Les rapports entre tabagisme et troubles anxieux sont particulièrement intéressants à explorer, d’autant plus que d’une part des sensations de relaxation sont rapportés par les fumeurs et que d’autre part la nicotine est connue pour avoir des effets stimulants et parfois même anxiogènes. Par ailleurs, des phénomènes anxieux font partie des critères du syndrome de sevrage à la nicotine, selon le DSM IV, soulignant encore l’impact du tabac sur la neurobiologie de l’anxiété. Il est donc pertinent d’explorer les liens possibles entre stress, anxiété et tabagisme, non seulement pour élaborer des stratégies de traitement et de prévention spécifiques au tabagisme, mais aussi pour comprendre mieux certains aspects de la neurobiologie de l’anxiété.
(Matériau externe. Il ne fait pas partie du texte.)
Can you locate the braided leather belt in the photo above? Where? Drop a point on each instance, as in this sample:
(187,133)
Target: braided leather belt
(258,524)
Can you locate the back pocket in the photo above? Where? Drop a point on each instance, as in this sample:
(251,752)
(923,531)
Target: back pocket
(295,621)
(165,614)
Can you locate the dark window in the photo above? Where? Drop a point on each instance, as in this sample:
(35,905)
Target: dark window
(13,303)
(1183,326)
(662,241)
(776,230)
Comorbidité tabagisme et troubles anxieux

De façon générale, on retrouve environ deux fois plus de dépendance tabagique chez les individus souffrant de troubles anxieux que dans la population générale. Le tabagisme est d’autant plus associé aux troubles anxieux qu’il y a dépendance à la nicotine. Une association significative est notamment retrouvée entre le tabagisme et le trouble panique, l’agoraphobie, la phobie sociale, l’anxiété généralisée et l’état de stress post traumatique. Le trouble obsessionnel-compulsif (TOC) diffère des autres troubles anxieux par une comorbidité du tabagisme plus faible que dans la population générale, et les patients TOC fumeurs semblent avoir moins de traits de personnalité obsessionnelle – compulsive que les TOC non fumeurs.
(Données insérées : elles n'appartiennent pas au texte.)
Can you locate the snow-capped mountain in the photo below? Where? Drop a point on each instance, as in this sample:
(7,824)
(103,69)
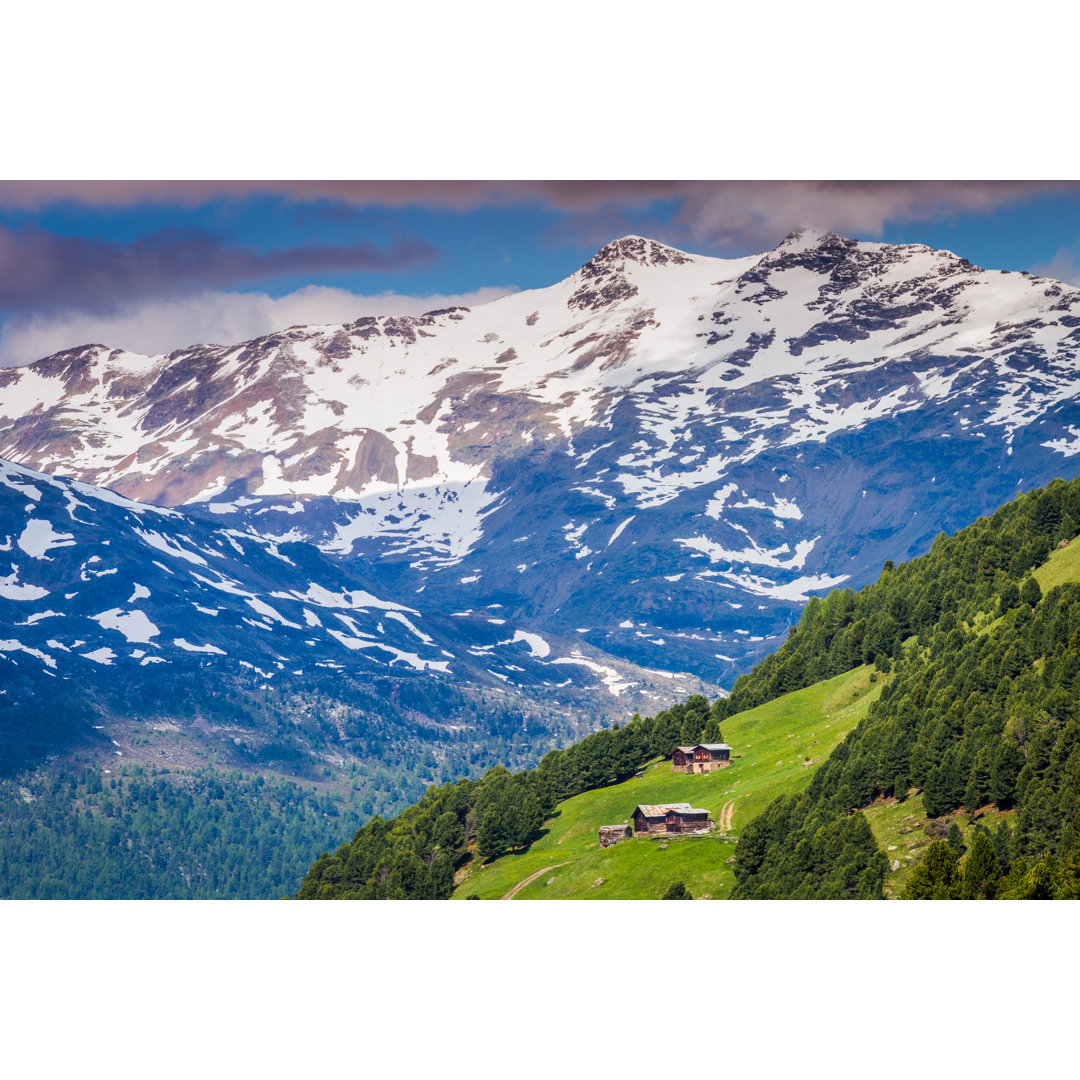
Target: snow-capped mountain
(90,579)
(662,456)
Les comorbidités constatées entre trouble anxieux et tabagisme peuvent s’expliquer de trois manières différentes : (1) la maladie elle-même peut amener les patients à fumer, à progresser vers une intensification du tabagisme ou peut diminuer leur potentiel à arrêter de fumer ; (2) fumer peut être un facteur de risque étiologique d’une maladie mentale donnée ; (3) des facteurs génétiques et environnementaux communs pourraient prédisposer certains individus à développer une maladie mentale et commencer à fumer.
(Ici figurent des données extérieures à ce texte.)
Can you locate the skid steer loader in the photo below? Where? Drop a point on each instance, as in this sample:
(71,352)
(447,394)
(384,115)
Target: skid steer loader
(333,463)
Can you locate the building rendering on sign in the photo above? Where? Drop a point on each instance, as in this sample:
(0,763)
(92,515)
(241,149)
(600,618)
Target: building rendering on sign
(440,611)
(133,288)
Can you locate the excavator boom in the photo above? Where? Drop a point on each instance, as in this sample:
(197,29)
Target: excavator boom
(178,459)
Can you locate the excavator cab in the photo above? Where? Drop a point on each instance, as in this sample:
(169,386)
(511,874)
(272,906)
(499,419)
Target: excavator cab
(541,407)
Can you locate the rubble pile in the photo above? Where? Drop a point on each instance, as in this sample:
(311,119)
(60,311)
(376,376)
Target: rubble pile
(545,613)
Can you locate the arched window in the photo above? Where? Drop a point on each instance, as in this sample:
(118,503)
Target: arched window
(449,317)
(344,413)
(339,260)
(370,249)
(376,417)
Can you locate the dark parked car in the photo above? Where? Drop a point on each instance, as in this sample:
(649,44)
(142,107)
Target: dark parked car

Des études longitudinales ont tenté d’éclaircir ces questions en tentant d’identifier des facteurs prédictifs d’une conduite tabagique ou du développement d’un trouble anxieux. On a par exemple trouvé que les adolescents et jeunes adultes ayant une anxiété sociale préexistante sont à plus haut risque de développer par la suite une conduite tabagique et une dépendance à la nicotine. L’anxiété est donc un facteur prédisposant au tabagisme. Cependant, en ce qui concerne le trouble panique, des données prospectives montrent que le tabagisme à l’adolescence est un fort facteur prédictif du développement ultérieur d’attaques de panique et de trouble panique. Les patients paniqueurs fumeurs rapportent plus de symptômes anxieux et ont un plus grand handicap social en comparaison des paniqueurs non fumeurs.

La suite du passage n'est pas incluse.